Novo Nordisk has spoken out in support of Victoza after influential US consumer group Public Citizen called for the diabetes drug to be withdrawn.

Novo Nordisk has spoken out in support of Victoza after influential US consumer group Public Citizen called for the diabetes drug to be withdrawn.

Public Citizen has asked the US Food and Drug Administration to immediately remove Victoza (liraglutide) from the market “because it puts patients at higher risk of thyroid cancer, pancreatitis, serious allergic reactions and kidney failure that outweigh any documented clinical benefit”. The advocacy group claims that the once-daily human glucagon-like peptide-1 (GLP-1) analogue “is the only drug approved by the FDA or in the approval pipeline that causes thyroid C-cell tumours in both sexes of rats and mice, doing so at drug exposures similar to those seen in people taking the recommended dose – a striking warning sign”.

Also, in the first 17 months of Victoza being on the market, 200 patients were diagnosed with acute pancreatitis, according to Public Citizen’s review of the FDA’s adverse event database. Because only 10% of cases are reported, “potentially as many as 2,000 patients or more have suffered a painful and serious outcome as a result of taking Victoza”, the group claims.

Sidney Wolfe, director of Public Citizen’s Health Research Group, said that “the FDA’s frequent solution to serious safety issues identified with new drugs is reckless: the agency simply describes the risks in the drug label and hopes that physicians and patients will pay attention”.

He notes that “more and more people are taking this drug, and more people are experiencing serious health problems as a result. Clearly, the FDA’s warning system is not sufficient. The drug should be taken off the market.” Some 150,000 prescriptions for Victoza are now being filled each month, which translates into two million a year.

However the Danish drugmaker rejects Public Citizen’s assertion. It notes that when it approved Victoza two years ago, the FDA had before it “a large amount of data, including clinical trials in nearly 4,000 patients”.

As part of its usual process, Novo says the agency “carefully assessed all of the data and approved Victoza with labelling that informs physicians and people with diabetes about the appropriate use of the product”. In the two years since approval, Novo says it has continued to work closely with the FDA and the medical community and “our experience in those two years does not support the Public Citizen call to deprive patients of the benefits of Victoza.

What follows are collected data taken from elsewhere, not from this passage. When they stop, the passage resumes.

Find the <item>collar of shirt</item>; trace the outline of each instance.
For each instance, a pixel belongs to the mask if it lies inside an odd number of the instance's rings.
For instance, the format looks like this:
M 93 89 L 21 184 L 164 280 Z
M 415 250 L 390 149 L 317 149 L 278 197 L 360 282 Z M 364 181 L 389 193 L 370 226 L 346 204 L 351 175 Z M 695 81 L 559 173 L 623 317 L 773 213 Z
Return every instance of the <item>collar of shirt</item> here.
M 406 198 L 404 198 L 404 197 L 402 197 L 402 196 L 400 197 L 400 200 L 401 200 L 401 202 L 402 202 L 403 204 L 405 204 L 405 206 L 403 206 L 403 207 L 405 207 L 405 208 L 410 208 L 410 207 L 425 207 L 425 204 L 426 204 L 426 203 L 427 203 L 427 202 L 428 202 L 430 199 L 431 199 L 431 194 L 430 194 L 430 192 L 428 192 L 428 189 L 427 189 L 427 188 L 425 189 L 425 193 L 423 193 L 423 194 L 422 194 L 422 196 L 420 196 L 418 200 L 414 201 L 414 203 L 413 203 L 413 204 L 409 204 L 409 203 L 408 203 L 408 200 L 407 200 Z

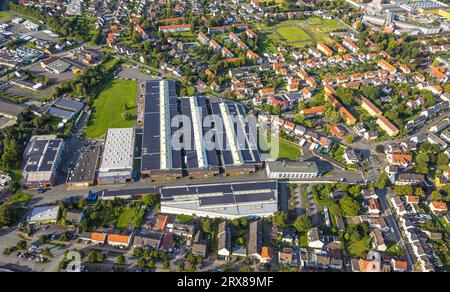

Indeed, Novo noted that just last week, it received a product label update for Victoza to include data showing its superior efficacy when compared with Merck & Co’s rival drug Januvia (sitagliptin). The firm’s chief science officer Mads Krogsgaard Thomsen told Reuters that Public Citizen had referred to old data from studies on mice and rats which had no relevance to the use of Victoza in humans.

He went on to say that “we do not expect any consequences for Victoza from Public Citizen’s petition. There is nothing in it.”